- Born: Winston Cooper c. 1929 Kingston, Jamaica
- Died: 1995
- Genres: Ska
- Occupation: Deejay
- Years active: 1950s–1960s

= Count Matchuki =

Jamaican deejay

Winston Cooper (c. 1929-1995), better known as Count Matchuki or Count Machuki, was a Jamaican deejay.

==Biography==
Cooper was born c. 1929 in Kingston, Jamaica, and began working on sound systems in the 1950s, when the music played was largely American R&B. His stage name of Count Matchuki derived from his habit of chewing matchsticks. He initially worked on Tom Wong's Tom the Great Sebastian system and later the Tokyo the Monarch system, before moving on to Clement "Coxsone" Dodd's Downbeat Sound System. He added talkovers to the songs, emulating the jive talk of American radio DJ's at the request of Dodd, who became familiar with the US style on his visits to the States to buy records to play on his sound system. He thus originated a deejay style that was later developed by artists such as U-Roy. Matchuki started by adding spoken introductions to the records that were played, taking inspiration from the American magazine Jive. In the late 1950s, the prevailing sound changed with the advent of ska, and Matchuki added his deejay skills (often uncredited) to several records by The Skatalites. He introduced King Stitt to Dodd's sound system, and Stitt took over as lead deejay when Matchuki left to join Prince Buster's Voice of the People system. In the late 1960s, with little financial reward or recognition for his work, he left the music industry. He appeared in the Deep Roots Music documentary in the late 1970s along with Sir Lord Comic.
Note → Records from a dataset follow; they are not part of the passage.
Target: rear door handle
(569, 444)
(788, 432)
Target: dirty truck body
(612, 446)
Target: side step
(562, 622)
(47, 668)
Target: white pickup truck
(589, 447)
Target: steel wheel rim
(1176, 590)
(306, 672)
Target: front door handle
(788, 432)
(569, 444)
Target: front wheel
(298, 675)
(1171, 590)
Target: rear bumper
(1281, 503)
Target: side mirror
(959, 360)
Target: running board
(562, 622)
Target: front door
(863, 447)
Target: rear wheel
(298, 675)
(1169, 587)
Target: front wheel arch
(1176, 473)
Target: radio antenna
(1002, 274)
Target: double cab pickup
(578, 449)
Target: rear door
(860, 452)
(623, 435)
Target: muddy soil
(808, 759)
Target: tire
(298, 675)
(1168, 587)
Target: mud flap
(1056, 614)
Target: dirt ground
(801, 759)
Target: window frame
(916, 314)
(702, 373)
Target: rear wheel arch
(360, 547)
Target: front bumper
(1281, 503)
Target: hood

U-Roy has cited Matchuki as a major influence on his work. He said of Matchuki, "Count Matchukie, well he was a man I used to love to listen to. Whenever you been listening to this man, it was like you never hear anybody like that before. This man phrases his words in time, he doesn't crowd the music when he's talking. You can always hear what the vocalist got to sing. I used to say, I'd like to be like this man."

Winston "Count Matchuki" Cooper died in 1995. He is survived by his daughter Carla Cooper.